Effect of solid surface charge on the binding behaviour of a metal-binding peptide

Donatan S., Sarikaya M., Tamerler C., Urgen M. K.

JOURNAL OF THE ROYAL SOCIETY INTERFACE, vol.9, no.75, pp.2688-2695, 2012 (SCI-Expanded) identifier identifier

  • Publication Type: Article / Article
  • Volume: 9 Issue: 75
  • Publication Date: 2012
  • Doi Number: 10.1098/rsif.2012.0060
  • Journal Indexes: Science Citation Index Expanded (SCI-EXPANDED), Scopus
  • Page Numbers: pp.2688-2695
  • Istanbul Technical University Affiliated: Yes


Over the last decade, solid-binding peptides have been increasingly used as molecular building blocks coupling bio- and nanotechnology. Despite considerable research being invested in this field, the effects of many surface-related parameters that define the binding of peptide to solids are still unknown. In the quest to control biological molecules at solid interfaces and, thereby, tailoring the binding characteristics of the peptides, the use of surface charge of the solid surface may probably play an important role, which then can be used as a potential tuning parameter of peptide adsorption. Here, we report quantitative investigation on the viscoelastic properties and binding kinetics of an engineered gold-binding peptide, 3RGBP(1), adsorbed onto the gold surface at different surface charge densities. The experiments were performed in aqueous solutions using an electrochemical dissipative quartz crystal microbalance system.

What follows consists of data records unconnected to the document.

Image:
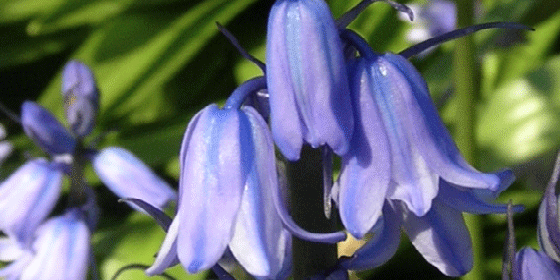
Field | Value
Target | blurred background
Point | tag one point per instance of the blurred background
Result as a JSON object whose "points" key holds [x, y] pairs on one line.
{"points": [[157, 62]]}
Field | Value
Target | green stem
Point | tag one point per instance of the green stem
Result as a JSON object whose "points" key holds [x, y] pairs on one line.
{"points": [[467, 87], [305, 179]]}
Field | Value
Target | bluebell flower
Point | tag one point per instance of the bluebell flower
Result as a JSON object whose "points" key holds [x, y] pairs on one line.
{"points": [[401, 150], [55, 139], [43, 128], [306, 78], [81, 97], [60, 250], [27, 197], [228, 174], [532, 264], [440, 235]]}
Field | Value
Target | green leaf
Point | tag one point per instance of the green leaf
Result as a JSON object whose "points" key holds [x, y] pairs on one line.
{"points": [[522, 118], [135, 55]]}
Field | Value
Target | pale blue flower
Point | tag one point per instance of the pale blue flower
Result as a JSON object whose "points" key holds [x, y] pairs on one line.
{"points": [[401, 150], [27, 197], [60, 250], [440, 235], [122, 173], [306, 77], [228, 174]]}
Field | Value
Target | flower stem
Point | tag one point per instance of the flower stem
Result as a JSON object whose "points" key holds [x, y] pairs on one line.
{"points": [[78, 192], [467, 87], [305, 179]]}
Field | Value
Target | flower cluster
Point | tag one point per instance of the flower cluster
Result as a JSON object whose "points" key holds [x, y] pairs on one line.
{"points": [[28, 196], [327, 89]]}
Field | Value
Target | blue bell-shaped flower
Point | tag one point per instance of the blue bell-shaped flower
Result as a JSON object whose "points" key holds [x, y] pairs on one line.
{"points": [[306, 77], [27, 197], [401, 149], [129, 177], [440, 235], [228, 174], [81, 97], [60, 250], [41, 126]]}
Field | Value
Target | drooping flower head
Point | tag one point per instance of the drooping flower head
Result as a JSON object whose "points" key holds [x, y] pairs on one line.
{"points": [[60, 250], [41, 126], [132, 178], [306, 78], [401, 149], [404, 168], [227, 176]]}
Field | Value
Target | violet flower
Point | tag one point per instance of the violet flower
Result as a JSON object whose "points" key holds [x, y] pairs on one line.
{"points": [[27, 197], [137, 182], [532, 264], [60, 250], [306, 77], [400, 150], [228, 175], [81, 97], [440, 235]]}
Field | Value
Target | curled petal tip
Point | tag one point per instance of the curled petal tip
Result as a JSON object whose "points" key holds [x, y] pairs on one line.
{"points": [[304, 50], [132, 178]]}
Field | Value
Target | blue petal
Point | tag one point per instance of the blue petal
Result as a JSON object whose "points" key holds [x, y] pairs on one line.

Hydrodynamic mass, hydration state and surface coverage of the adsorbed peptide films were determined as a function of surface charge density of the gold metal substrate. Under each charged condition, binding of 3rGBP(1) displayed quantitative differences in terms of adsorbed peptide amount, surface coverage ratio and hydration state. Based on the intrinsically disordered structure of the peptide, we propose a possible mechanism for binding of the peptide that can be used for tuning surface adsorption in further studies. Controlled alteration of peptide binding on solid surfaces, as shown here, may provide novel methods for surface functionalization used for bioenabled processing and fabrication of future micro-and nanodevices.